Repetition is the teacher. If phrases reoccur within the line within the line, it is not for the author's pleasure, nor is it because if it worked once it will surely work again, no repetition is a time retardant, it throws you back even as you must go on, into the poem "multiplying ancient writing gouged in/gouged in the gourd..." Nor a recollection of a past which never occurred in the present of the poem, the present of the poem is a moment in the blood by which the past might be recovered, not made of a nostalgia for the present, nor by the recollection of a future which contains the blood and lava of the past, but in the discontinuities by which the present comes to exist in the blood of the moment, beating unmercifully not released but "burnt leaf white hearts of incense/palms arched pierced bleed names".

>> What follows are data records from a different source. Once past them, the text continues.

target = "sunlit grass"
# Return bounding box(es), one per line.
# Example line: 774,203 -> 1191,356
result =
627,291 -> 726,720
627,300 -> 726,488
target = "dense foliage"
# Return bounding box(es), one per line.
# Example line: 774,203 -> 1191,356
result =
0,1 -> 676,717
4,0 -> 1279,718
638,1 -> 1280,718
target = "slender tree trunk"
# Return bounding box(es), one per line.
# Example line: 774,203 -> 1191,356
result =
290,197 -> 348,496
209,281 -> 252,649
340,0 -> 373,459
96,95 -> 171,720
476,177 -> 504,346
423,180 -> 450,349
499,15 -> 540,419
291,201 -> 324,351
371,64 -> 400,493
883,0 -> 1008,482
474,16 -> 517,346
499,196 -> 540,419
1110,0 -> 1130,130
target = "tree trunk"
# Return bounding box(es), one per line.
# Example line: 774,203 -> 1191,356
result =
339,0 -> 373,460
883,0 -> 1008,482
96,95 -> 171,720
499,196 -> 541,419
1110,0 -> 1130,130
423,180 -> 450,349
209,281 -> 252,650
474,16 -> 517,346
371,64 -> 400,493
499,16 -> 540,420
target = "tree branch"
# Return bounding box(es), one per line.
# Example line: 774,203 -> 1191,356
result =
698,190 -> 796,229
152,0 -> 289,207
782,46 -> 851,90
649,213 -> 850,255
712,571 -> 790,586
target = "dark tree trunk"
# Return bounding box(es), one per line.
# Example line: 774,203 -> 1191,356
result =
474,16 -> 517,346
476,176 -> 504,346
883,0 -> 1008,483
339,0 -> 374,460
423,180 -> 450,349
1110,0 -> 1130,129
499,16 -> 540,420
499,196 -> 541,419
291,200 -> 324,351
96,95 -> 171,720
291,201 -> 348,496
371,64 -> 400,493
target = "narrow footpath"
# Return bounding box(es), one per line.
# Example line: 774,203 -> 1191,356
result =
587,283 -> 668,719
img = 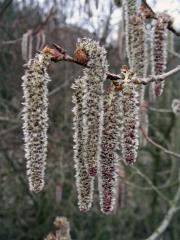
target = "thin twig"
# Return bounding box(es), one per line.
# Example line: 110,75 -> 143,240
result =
149,107 -> 173,113
140,127 -> 180,159
142,0 -> 180,36
145,172 -> 180,240
0,0 -> 13,20
132,166 -> 171,205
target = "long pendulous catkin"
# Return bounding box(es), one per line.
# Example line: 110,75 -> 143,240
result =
151,14 -> 170,97
120,67 -> 139,164
123,0 -> 138,67
76,38 -> 108,177
98,88 -> 121,214
72,77 -> 94,212
22,52 -> 51,193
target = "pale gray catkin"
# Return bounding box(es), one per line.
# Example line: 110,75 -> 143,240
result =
22,52 -> 51,193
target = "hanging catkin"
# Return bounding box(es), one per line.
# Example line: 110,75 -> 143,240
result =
122,0 -> 138,67
75,38 -> 108,177
21,30 -> 33,62
151,14 -> 170,97
120,66 -> 139,164
98,88 -> 121,214
22,51 -> 51,192
131,12 -> 148,78
72,77 -> 94,212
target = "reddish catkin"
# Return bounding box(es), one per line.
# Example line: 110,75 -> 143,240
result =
151,14 -> 170,97
120,68 -> 139,164
76,38 -> 108,177
22,52 -> 51,193
98,89 -> 121,214
72,77 -> 94,212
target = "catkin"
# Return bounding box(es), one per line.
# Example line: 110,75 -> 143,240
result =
131,13 -> 148,78
21,31 -> 30,61
172,99 -> 180,115
72,77 -> 94,212
123,0 -> 138,67
22,52 -> 51,193
76,38 -> 108,177
151,14 -> 170,97
98,89 -> 121,214
54,217 -> 72,240
121,69 -> 139,164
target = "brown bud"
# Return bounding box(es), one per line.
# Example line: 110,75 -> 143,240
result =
42,46 -> 63,61
74,49 -> 89,65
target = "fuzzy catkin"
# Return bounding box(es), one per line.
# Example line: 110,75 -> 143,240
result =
54,217 -> 72,240
172,99 -> 180,115
151,14 -> 169,97
121,70 -> 139,164
76,38 -> 108,177
131,13 -> 148,78
22,52 -> 51,193
72,77 -> 94,212
98,89 -> 121,214
123,0 -> 138,67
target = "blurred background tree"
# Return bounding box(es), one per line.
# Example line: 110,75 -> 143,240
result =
0,0 -> 180,239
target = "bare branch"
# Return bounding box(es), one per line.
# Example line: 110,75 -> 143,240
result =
0,0 -> 13,20
47,45 -> 180,84
140,127 -> 180,159
145,173 -> 180,240
142,0 -> 180,36
135,65 -> 180,85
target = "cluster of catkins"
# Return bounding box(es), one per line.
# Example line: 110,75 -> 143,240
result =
72,39 -> 139,214
22,51 -> 51,193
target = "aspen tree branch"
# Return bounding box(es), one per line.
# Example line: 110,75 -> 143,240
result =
137,65 -> 180,85
46,44 -> 180,85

I am caught in the name of the act, "measuring skull scalp parchment" without the detail of some hypnotic calculation of sound made syntactical, the double bind of meaning (is it here? or there?), derived from the monument of my own reading, made into the poem of blood described as "discourse on life and death" where there is no redemption "used nails every inch death patterns" mark me out as one of the select, she says: "Tell me who assures you that this/work ever was//black stems sticking out letters planted..." in the soul of what exists. It is here that Owens' style quickens, details the "smoke from a burning cross".

"You lower your wrist plagued by doubt". Have I been left alone? And at what cost?" ...begin searching photographs crossed/recrossed you stare down your neck/to the side plagued by doubt". Entered by language, "veins and tendons drawing nearer and nearer", are they hers or mine? Perhaps it's not invention but discovery that's at work here, and in what is exact, that would be the new. Not in what's "poetic" but in the poetic of what's not, there's a flood of omissions which leave you "showing lines crossed recrossed". That's what I pick out of black chalk; I am brought into her lines by my own need to complete them. There are no implications within signification, this 'signing' is too immediate for reflection to un-piece it from what gives it rise: The seen and the unseen commingle within the shape of the discourse, reminding me that there is no escaping the work. I am left within the confines of the poem, seeing my own way out into a brightly lighted space in a landscape which is not from anywhere, nor cinematic, nor imagined but felt within language and the ability words have to work on the body, my own in this case, driving me outward. "...black urine runs through silt ash clay" and we are brought out of history and the mind into the realm in which poetry can become the body's own style to itself, reminding the reader of his obligation to the text, that it must become complete and final in feeling.